Disability bullying fight heads to Holyrood

Enable protest web

Enable Change Champions held a demonstration at the Scottish Parliament and met with MSPs

15th December 2017 by Gareth Jones 0 Comments

Youngsters campaigning against bullies who target the disabled took their fight for change to the Scottish Parliament this week.

Change Champions from Enable Scotland told MSPs about their experiences of being bullied and their battle to promote change through understanding.

The group held a demonstration at Holyrood with placards featuring personal details about themselves and encouraging the public to challenge their perceptions on learning disability.

Recent research by Enable Scotland found that two thirds of the young people who have a learning disability or Autism Spectrum Disorder have experienced bullying.

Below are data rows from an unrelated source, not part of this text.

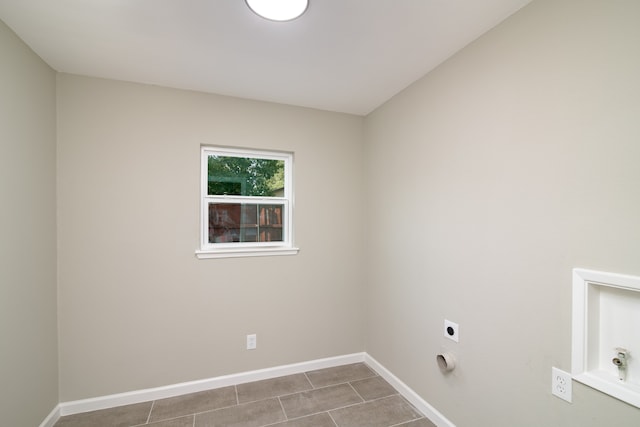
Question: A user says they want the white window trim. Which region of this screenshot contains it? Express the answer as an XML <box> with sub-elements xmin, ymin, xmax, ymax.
<box><xmin>195</xmin><ymin>146</ymin><xmax>300</xmax><ymax>259</ymax></box>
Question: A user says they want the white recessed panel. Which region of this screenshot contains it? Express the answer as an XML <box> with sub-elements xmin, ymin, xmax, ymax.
<box><xmin>571</xmin><ymin>269</ymin><xmax>640</xmax><ymax>408</ymax></box>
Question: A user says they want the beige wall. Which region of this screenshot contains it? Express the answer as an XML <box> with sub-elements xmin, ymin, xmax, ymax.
<box><xmin>58</xmin><ymin>74</ymin><xmax>364</xmax><ymax>401</ymax></box>
<box><xmin>365</xmin><ymin>0</ymin><xmax>640</xmax><ymax>427</ymax></box>
<box><xmin>0</xmin><ymin>21</ymin><xmax>58</xmax><ymax>426</ymax></box>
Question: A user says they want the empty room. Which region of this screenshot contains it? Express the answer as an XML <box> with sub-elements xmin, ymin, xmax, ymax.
<box><xmin>0</xmin><ymin>0</ymin><xmax>640</xmax><ymax>427</ymax></box>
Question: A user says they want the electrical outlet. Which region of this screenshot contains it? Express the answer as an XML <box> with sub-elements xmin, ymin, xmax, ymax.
<box><xmin>551</xmin><ymin>367</ymin><xmax>572</xmax><ymax>403</ymax></box>
<box><xmin>247</xmin><ymin>334</ymin><xmax>258</xmax><ymax>350</ymax></box>
<box><xmin>444</xmin><ymin>319</ymin><xmax>460</xmax><ymax>342</ymax></box>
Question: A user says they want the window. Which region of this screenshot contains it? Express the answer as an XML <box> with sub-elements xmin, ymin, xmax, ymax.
<box><xmin>196</xmin><ymin>147</ymin><xmax>298</xmax><ymax>258</ymax></box>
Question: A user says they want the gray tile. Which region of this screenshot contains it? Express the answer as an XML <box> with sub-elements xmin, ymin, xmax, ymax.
<box><xmin>395</xmin><ymin>418</ymin><xmax>436</xmax><ymax>427</ymax></box>
<box><xmin>270</xmin><ymin>412</ymin><xmax>336</xmax><ymax>427</ymax></box>
<box><xmin>142</xmin><ymin>415</ymin><xmax>194</xmax><ymax>427</ymax></box>
<box><xmin>236</xmin><ymin>374</ymin><xmax>312</xmax><ymax>403</ymax></box>
<box><xmin>330</xmin><ymin>395</ymin><xmax>422</xmax><ymax>427</ymax></box>
<box><xmin>55</xmin><ymin>402</ymin><xmax>151</xmax><ymax>427</ymax></box>
<box><xmin>351</xmin><ymin>377</ymin><xmax>398</xmax><ymax>400</ymax></box>
<box><xmin>307</xmin><ymin>363</ymin><xmax>376</xmax><ymax>387</ymax></box>
<box><xmin>195</xmin><ymin>399</ymin><xmax>286</xmax><ymax>427</ymax></box>
<box><xmin>280</xmin><ymin>384</ymin><xmax>362</xmax><ymax>418</ymax></box>
<box><xmin>149</xmin><ymin>386</ymin><xmax>237</xmax><ymax>422</ymax></box>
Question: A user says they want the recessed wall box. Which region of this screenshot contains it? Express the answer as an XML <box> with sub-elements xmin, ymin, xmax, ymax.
<box><xmin>571</xmin><ymin>269</ymin><xmax>640</xmax><ymax>408</ymax></box>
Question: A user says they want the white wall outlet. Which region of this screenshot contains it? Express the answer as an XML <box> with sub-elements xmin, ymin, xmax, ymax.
<box><xmin>551</xmin><ymin>367</ymin><xmax>572</xmax><ymax>403</ymax></box>
<box><xmin>247</xmin><ymin>334</ymin><xmax>258</xmax><ymax>350</ymax></box>
<box><xmin>444</xmin><ymin>319</ymin><xmax>460</xmax><ymax>342</ymax></box>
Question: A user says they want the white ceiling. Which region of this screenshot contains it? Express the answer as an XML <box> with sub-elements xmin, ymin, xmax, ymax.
<box><xmin>0</xmin><ymin>0</ymin><xmax>531</xmax><ymax>115</ymax></box>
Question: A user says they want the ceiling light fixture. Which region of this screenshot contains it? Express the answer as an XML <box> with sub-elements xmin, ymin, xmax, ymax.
<box><xmin>245</xmin><ymin>0</ymin><xmax>309</xmax><ymax>21</ymax></box>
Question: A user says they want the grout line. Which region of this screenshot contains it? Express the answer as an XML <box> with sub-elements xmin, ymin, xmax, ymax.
<box><xmin>347</xmin><ymin>382</ymin><xmax>367</xmax><ymax>403</ymax></box>
<box><xmin>327</xmin><ymin>411</ymin><xmax>338</xmax><ymax>427</ymax></box>
<box><xmin>389</xmin><ymin>416</ymin><xmax>431</xmax><ymax>427</ymax></box>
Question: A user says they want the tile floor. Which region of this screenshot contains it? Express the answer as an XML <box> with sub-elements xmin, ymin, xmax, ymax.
<box><xmin>55</xmin><ymin>363</ymin><xmax>435</xmax><ymax>427</ymax></box>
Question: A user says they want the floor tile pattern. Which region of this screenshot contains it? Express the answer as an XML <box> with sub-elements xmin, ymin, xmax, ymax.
<box><xmin>55</xmin><ymin>363</ymin><xmax>435</xmax><ymax>427</ymax></box>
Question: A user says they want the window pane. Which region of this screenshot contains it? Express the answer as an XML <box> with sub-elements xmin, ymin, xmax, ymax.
<box><xmin>207</xmin><ymin>154</ymin><xmax>284</xmax><ymax>197</ymax></box>
<box><xmin>209</xmin><ymin>203</ymin><xmax>284</xmax><ymax>243</ymax></box>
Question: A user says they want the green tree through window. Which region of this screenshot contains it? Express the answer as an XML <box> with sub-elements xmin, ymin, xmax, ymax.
<box><xmin>207</xmin><ymin>155</ymin><xmax>284</xmax><ymax>197</ymax></box>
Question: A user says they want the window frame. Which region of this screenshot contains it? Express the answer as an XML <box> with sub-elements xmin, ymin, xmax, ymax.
<box><xmin>196</xmin><ymin>145</ymin><xmax>299</xmax><ymax>259</ymax></box>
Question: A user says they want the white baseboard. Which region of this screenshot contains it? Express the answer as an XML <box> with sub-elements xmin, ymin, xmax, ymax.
<box><xmin>60</xmin><ymin>353</ymin><xmax>365</xmax><ymax>418</ymax></box>
<box><xmin>40</xmin><ymin>404</ymin><xmax>60</xmax><ymax>427</ymax></box>
<box><xmin>55</xmin><ymin>353</ymin><xmax>455</xmax><ymax>427</ymax></box>
<box><xmin>364</xmin><ymin>353</ymin><xmax>456</xmax><ymax>427</ymax></box>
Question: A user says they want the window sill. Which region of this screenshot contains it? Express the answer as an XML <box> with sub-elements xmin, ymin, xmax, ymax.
<box><xmin>196</xmin><ymin>247</ymin><xmax>300</xmax><ymax>259</ymax></box>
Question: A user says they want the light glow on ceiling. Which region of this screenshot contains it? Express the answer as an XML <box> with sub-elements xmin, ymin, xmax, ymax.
<box><xmin>245</xmin><ymin>0</ymin><xmax>309</xmax><ymax>21</ymax></box>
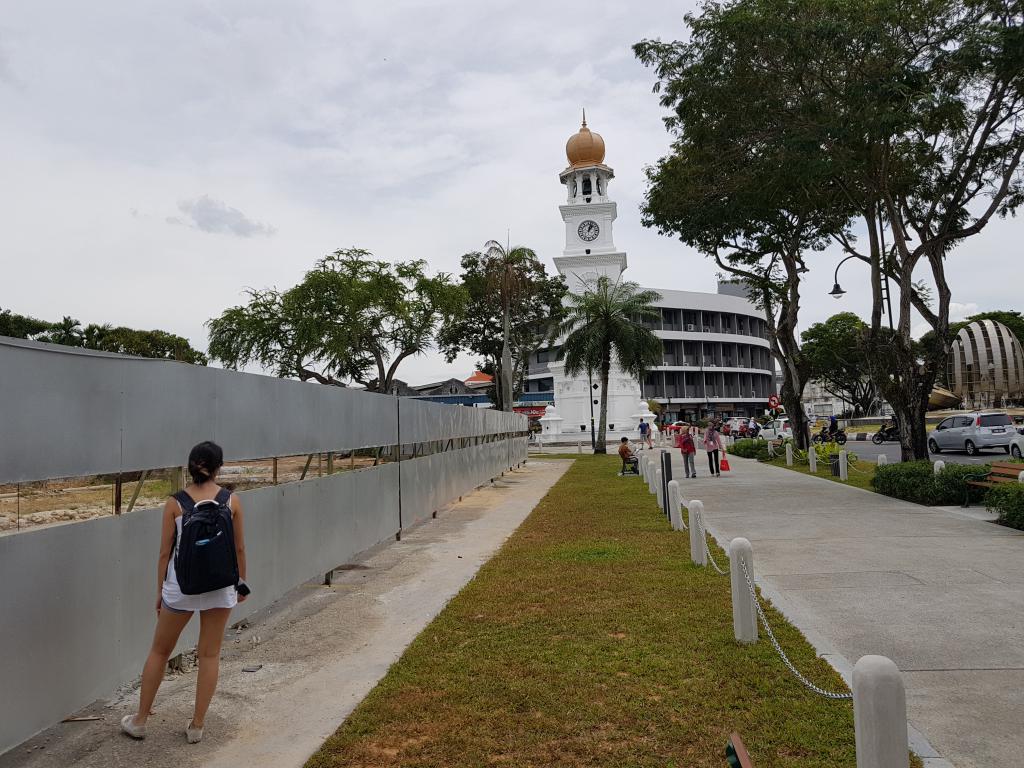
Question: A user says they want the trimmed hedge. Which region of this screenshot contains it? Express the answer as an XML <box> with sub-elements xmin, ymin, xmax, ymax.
<box><xmin>727</xmin><ymin>437</ymin><xmax>768</xmax><ymax>459</ymax></box>
<box><xmin>871</xmin><ymin>461</ymin><xmax>990</xmax><ymax>507</ymax></box>
<box><xmin>985</xmin><ymin>482</ymin><xmax>1024</xmax><ymax>530</ymax></box>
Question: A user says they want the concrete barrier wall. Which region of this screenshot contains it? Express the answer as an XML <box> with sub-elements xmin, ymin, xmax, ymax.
<box><xmin>0</xmin><ymin>343</ymin><xmax>526</xmax><ymax>753</ymax></box>
<box><xmin>0</xmin><ymin>338</ymin><xmax>526</xmax><ymax>482</ymax></box>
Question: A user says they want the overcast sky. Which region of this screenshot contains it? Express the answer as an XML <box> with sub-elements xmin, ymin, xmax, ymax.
<box><xmin>0</xmin><ymin>0</ymin><xmax>1024</xmax><ymax>383</ymax></box>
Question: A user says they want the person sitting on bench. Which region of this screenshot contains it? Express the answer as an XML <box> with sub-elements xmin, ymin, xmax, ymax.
<box><xmin>618</xmin><ymin>437</ymin><xmax>640</xmax><ymax>475</ymax></box>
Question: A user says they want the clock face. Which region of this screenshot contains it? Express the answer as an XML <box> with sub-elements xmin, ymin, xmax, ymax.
<box><xmin>577</xmin><ymin>219</ymin><xmax>601</xmax><ymax>243</ymax></box>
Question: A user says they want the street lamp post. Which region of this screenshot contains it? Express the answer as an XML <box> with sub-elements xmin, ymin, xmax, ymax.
<box><xmin>828</xmin><ymin>256</ymin><xmax>895</xmax><ymax>331</ymax></box>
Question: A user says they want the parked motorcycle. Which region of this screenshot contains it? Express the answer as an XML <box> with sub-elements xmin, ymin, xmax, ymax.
<box><xmin>871</xmin><ymin>426</ymin><xmax>899</xmax><ymax>445</ymax></box>
<box><xmin>812</xmin><ymin>427</ymin><xmax>846</xmax><ymax>445</ymax></box>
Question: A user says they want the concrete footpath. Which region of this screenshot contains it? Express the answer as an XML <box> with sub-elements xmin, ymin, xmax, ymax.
<box><xmin>673</xmin><ymin>452</ymin><xmax>1024</xmax><ymax>768</ymax></box>
<box><xmin>0</xmin><ymin>461</ymin><xmax>570</xmax><ymax>768</ymax></box>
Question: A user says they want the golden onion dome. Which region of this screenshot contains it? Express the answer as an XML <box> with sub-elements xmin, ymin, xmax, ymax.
<box><xmin>565</xmin><ymin>112</ymin><xmax>604</xmax><ymax>168</ymax></box>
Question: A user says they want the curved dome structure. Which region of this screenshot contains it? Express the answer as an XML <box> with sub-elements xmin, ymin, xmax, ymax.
<box><xmin>565</xmin><ymin>114</ymin><xmax>604</xmax><ymax>168</ymax></box>
<box><xmin>949</xmin><ymin>319</ymin><xmax>1024</xmax><ymax>408</ymax></box>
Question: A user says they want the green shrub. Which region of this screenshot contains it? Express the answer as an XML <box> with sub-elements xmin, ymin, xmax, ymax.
<box><xmin>871</xmin><ymin>461</ymin><xmax>989</xmax><ymax>507</ymax></box>
<box><xmin>728</xmin><ymin>437</ymin><xmax>768</xmax><ymax>459</ymax></box>
<box><xmin>985</xmin><ymin>482</ymin><xmax>1024</xmax><ymax>530</ymax></box>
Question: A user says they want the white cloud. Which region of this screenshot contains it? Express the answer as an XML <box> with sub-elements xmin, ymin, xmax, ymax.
<box><xmin>0</xmin><ymin>0</ymin><xmax>1020</xmax><ymax>382</ymax></box>
<box><xmin>167</xmin><ymin>195</ymin><xmax>276</xmax><ymax>238</ymax></box>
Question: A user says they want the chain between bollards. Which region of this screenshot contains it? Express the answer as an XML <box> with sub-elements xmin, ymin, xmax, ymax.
<box><xmin>739</xmin><ymin>559</ymin><xmax>853</xmax><ymax>699</ymax></box>
<box><xmin>691</xmin><ymin>509</ymin><xmax>729</xmax><ymax>575</ymax></box>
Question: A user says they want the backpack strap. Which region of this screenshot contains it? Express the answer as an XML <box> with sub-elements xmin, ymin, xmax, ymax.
<box><xmin>172</xmin><ymin>490</ymin><xmax>196</xmax><ymax>514</ymax></box>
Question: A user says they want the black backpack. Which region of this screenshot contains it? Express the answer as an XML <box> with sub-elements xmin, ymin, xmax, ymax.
<box><xmin>174</xmin><ymin>488</ymin><xmax>239</xmax><ymax>595</ymax></box>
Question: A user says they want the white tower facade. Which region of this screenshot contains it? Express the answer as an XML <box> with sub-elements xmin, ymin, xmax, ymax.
<box><xmin>550</xmin><ymin>115</ymin><xmax>650</xmax><ymax>451</ymax></box>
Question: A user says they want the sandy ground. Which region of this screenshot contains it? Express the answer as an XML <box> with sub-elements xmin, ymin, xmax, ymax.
<box><xmin>0</xmin><ymin>461</ymin><xmax>569</xmax><ymax>768</ymax></box>
<box><xmin>0</xmin><ymin>455</ymin><xmax>385</xmax><ymax>535</ymax></box>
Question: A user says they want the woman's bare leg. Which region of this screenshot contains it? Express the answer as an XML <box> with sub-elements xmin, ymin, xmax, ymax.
<box><xmin>191</xmin><ymin>608</ymin><xmax>231</xmax><ymax>728</ymax></box>
<box><xmin>133</xmin><ymin>608</ymin><xmax>191</xmax><ymax>725</ymax></box>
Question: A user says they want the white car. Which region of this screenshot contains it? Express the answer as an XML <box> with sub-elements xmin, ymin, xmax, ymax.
<box><xmin>758</xmin><ymin>416</ymin><xmax>793</xmax><ymax>440</ymax></box>
<box><xmin>1010</xmin><ymin>434</ymin><xmax>1024</xmax><ymax>459</ymax></box>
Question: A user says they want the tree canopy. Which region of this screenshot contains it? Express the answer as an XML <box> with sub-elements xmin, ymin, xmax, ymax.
<box><xmin>801</xmin><ymin>312</ymin><xmax>879</xmax><ymax>416</ymax></box>
<box><xmin>0</xmin><ymin>309</ymin><xmax>207</xmax><ymax>366</ymax></box>
<box><xmin>437</xmin><ymin>244</ymin><xmax>566</xmax><ymax>410</ymax></box>
<box><xmin>560</xmin><ymin>275</ymin><xmax>664</xmax><ymax>454</ymax></box>
<box><xmin>207</xmin><ymin>248</ymin><xmax>466</xmax><ymax>392</ymax></box>
<box><xmin>636</xmin><ymin>0</ymin><xmax>1024</xmax><ymax>458</ymax></box>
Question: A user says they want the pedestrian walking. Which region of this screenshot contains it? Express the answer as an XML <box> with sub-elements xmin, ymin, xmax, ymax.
<box><xmin>703</xmin><ymin>421</ymin><xmax>722</xmax><ymax>477</ymax></box>
<box><xmin>676</xmin><ymin>424</ymin><xmax>697</xmax><ymax>478</ymax></box>
<box><xmin>638</xmin><ymin>419</ymin><xmax>654</xmax><ymax>451</ymax></box>
<box><xmin>121</xmin><ymin>441</ymin><xmax>249</xmax><ymax>743</ymax></box>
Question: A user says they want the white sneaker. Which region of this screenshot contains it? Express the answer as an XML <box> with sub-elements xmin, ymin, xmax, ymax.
<box><xmin>121</xmin><ymin>715</ymin><xmax>145</xmax><ymax>738</ymax></box>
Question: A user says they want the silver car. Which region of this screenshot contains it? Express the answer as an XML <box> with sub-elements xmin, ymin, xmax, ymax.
<box><xmin>928</xmin><ymin>413</ymin><xmax>1017</xmax><ymax>456</ymax></box>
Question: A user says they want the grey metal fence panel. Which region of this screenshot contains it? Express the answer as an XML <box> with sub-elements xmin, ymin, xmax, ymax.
<box><xmin>0</xmin><ymin>341</ymin><xmax>526</xmax><ymax>753</ymax></box>
<box><xmin>0</xmin><ymin>339</ymin><xmax>415</xmax><ymax>482</ymax></box>
<box><xmin>0</xmin><ymin>346</ymin><xmax>121</xmax><ymax>482</ymax></box>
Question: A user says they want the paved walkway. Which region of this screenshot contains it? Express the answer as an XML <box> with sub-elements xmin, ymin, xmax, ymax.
<box><xmin>0</xmin><ymin>461</ymin><xmax>570</xmax><ymax>768</ymax></box>
<box><xmin>673</xmin><ymin>452</ymin><xmax>1024</xmax><ymax>768</ymax></box>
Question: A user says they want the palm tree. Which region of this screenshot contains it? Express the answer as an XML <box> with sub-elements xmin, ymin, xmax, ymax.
<box><xmin>561</xmin><ymin>275</ymin><xmax>663</xmax><ymax>454</ymax></box>
<box><xmin>46</xmin><ymin>314</ymin><xmax>82</xmax><ymax>347</ymax></box>
<box><xmin>483</xmin><ymin>240</ymin><xmax>537</xmax><ymax>411</ymax></box>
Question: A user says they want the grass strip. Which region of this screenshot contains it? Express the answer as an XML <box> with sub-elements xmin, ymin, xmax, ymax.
<box><xmin>306</xmin><ymin>457</ymin><xmax>909</xmax><ymax>768</ymax></box>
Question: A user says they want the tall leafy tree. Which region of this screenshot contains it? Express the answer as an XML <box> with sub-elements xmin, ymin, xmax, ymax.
<box><xmin>634</xmin><ymin>18</ymin><xmax>850</xmax><ymax>446</ymax></box>
<box><xmin>0</xmin><ymin>309</ymin><xmax>51</xmax><ymax>339</ymax></box>
<box><xmin>561</xmin><ymin>275</ymin><xmax>664</xmax><ymax>454</ymax></box>
<box><xmin>207</xmin><ymin>248</ymin><xmax>466</xmax><ymax>392</ymax></box>
<box><xmin>437</xmin><ymin>246</ymin><xmax>566</xmax><ymax>411</ymax></box>
<box><xmin>801</xmin><ymin>312</ymin><xmax>879</xmax><ymax>416</ymax></box>
<box><xmin>82</xmin><ymin>324</ymin><xmax>208</xmax><ymax>366</ymax></box>
<box><xmin>0</xmin><ymin>310</ymin><xmax>207</xmax><ymax>366</ymax></box>
<box><xmin>44</xmin><ymin>314</ymin><xmax>85</xmax><ymax>347</ymax></box>
<box><xmin>634</xmin><ymin>0</ymin><xmax>1024</xmax><ymax>459</ymax></box>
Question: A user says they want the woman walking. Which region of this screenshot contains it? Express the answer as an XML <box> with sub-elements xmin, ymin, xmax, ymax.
<box><xmin>121</xmin><ymin>442</ymin><xmax>249</xmax><ymax>743</ymax></box>
<box><xmin>676</xmin><ymin>424</ymin><xmax>697</xmax><ymax>478</ymax></box>
<box><xmin>703</xmin><ymin>421</ymin><xmax>722</xmax><ymax>477</ymax></box>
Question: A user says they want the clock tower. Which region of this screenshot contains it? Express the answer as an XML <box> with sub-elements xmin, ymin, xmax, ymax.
<box><xmin>555</xmin><ymin>112</ymin><xmax>626</xmax><ymax>292</ymax></box>
<box><xmin>547</xmin><ymin>114</ymin><xmax>653</xmax><ymax>451</ymax></box>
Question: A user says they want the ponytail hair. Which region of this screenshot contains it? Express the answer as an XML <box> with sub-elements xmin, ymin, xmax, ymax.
<box><xmin>188</xmin><ymin>440</ymin><xmax>224</xmax><ymax>485</ymax></box>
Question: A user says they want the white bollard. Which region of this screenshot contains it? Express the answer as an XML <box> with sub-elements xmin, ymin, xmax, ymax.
<box><xmin>853</xmin><ymin>655</ymin><xmax>910</xmax><ymax>768</ymax></box>
<box><xmin>686</xmin><ymin>500</ymin><xmax>708</xmax><ymax>565</ymax></box>
<box><xmin>729</xmin><ymin>539</ymin><xmax>758</xmax><ymax>643</ymax></box>
<box><xmin>669</xmin><ymin>480</ymin><xmax>683</xmax><ymax>530</ymax></box>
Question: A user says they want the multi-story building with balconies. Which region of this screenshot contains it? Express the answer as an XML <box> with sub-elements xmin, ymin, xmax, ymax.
<box><xmin>520</xmin><ymin>120</ymin><xmax>775</xmax><ymax>438</ymax></box>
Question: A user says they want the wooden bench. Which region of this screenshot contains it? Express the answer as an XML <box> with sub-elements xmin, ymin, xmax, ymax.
<box><xmin>725</xmin><ymin>733</ymin><xmax>754</xmax><ymax>768</ymax></box>
<box><xmin>964</xmin><ymin>462</ymin><xmax>1024</xmax><ymax>507</ymax></box>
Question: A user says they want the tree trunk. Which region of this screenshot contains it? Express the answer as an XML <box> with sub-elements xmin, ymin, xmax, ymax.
<box><xmin>501</xmin><ymin>306</ymin><xmax>514</xmax><ymax>411</ymax></box>
<box><xmin>590</xmin><ymin>357</ymin><xmax>611</xmax><ymax>454</ymax></box>
<box><xmin>780</xmin><ymin>376</ymin><xmax>810</xmax><ymax>450</ymax></box>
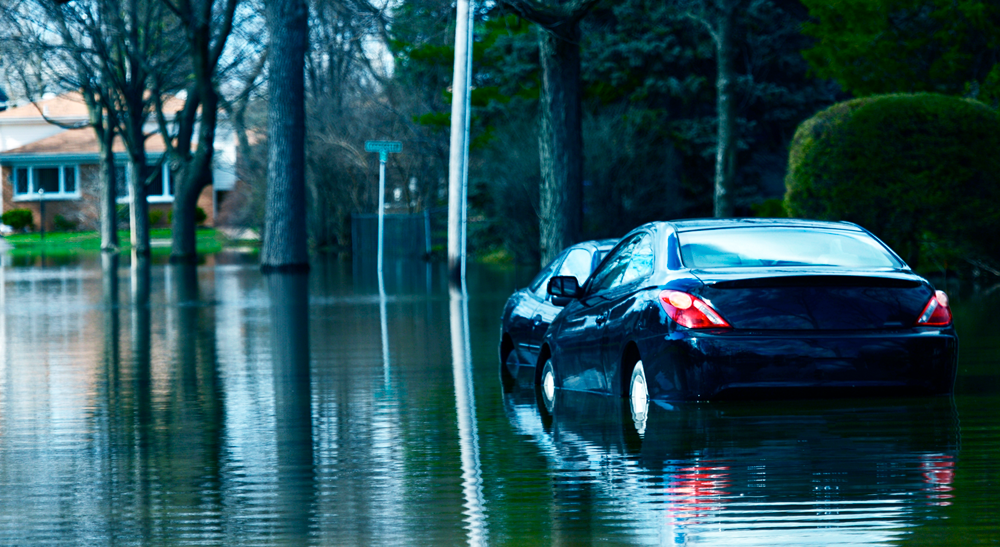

Enable’s Be the Change campaign, supported by funding from the Esmée Fairbairn Foundation, aims to tackle the bullying of people who have learning disabilities and to break down barriers and encourage respect, understanding, support and friendship.

The charity has supported the training of a group of Change Champions to deliver workshops across Scotland throughout 2018, giving people who have learning disabilities a platform to share their personal stories and raise awareness of unacceptable behaviour and practices.

James Anderson (14), from Arbroath, has moved on from being bullied to set up a home-help business in his community, offering ironing, cleaning and grocery shopping services.

“I am more than my disability,” he said. “I run my own business but people still only see things that I can’t do, not the things I’m good at.

“I wanted to be a Change Champion because I was bullied at school. I want to let people know, if they’re getting bullied they’re not alone.

“I want people to look behind the label and what they think they know about people with learning disabilities, people like me. All I can ask is that people take the time to get to know me for who I really am.”

Change Champion Lucy McKee (18), from Bearsden, said: “I won’t let bullies take my happiness away. Life is hard enough for people with learning disabilities without being bullied.

“I joined this campaign to make things better for myself, but also for others. I refuse to be a label someone else chooses for me. I have feelings, hopes and dreams, just like everyone else.”

Alongside the demonstration, the youngsters took part in a discussion with MSPs and anti-bullying campaigners, including Graeme Dey MSP, Jackie Baillie, Jeremy Balfour and Pamela Graham from Respect Me.

The charity’s chief executive Theresa Shearer said: “We’re extremely grateful to our Change Champions for their hard work and for sharing their inspiring personal stories with a panel of experts at the Scottish Parliament. With their help, we hope to empower even more people to change perceptions of people who have learning disabilities for the long term.

“Through our Change Champions we want to engage with communities and individuals and give them the know-how and confidence to be the change themselves – to challenge unacceptable behaviour towards people who have learning disabilities when it occurs – but more than that, to be a friend.”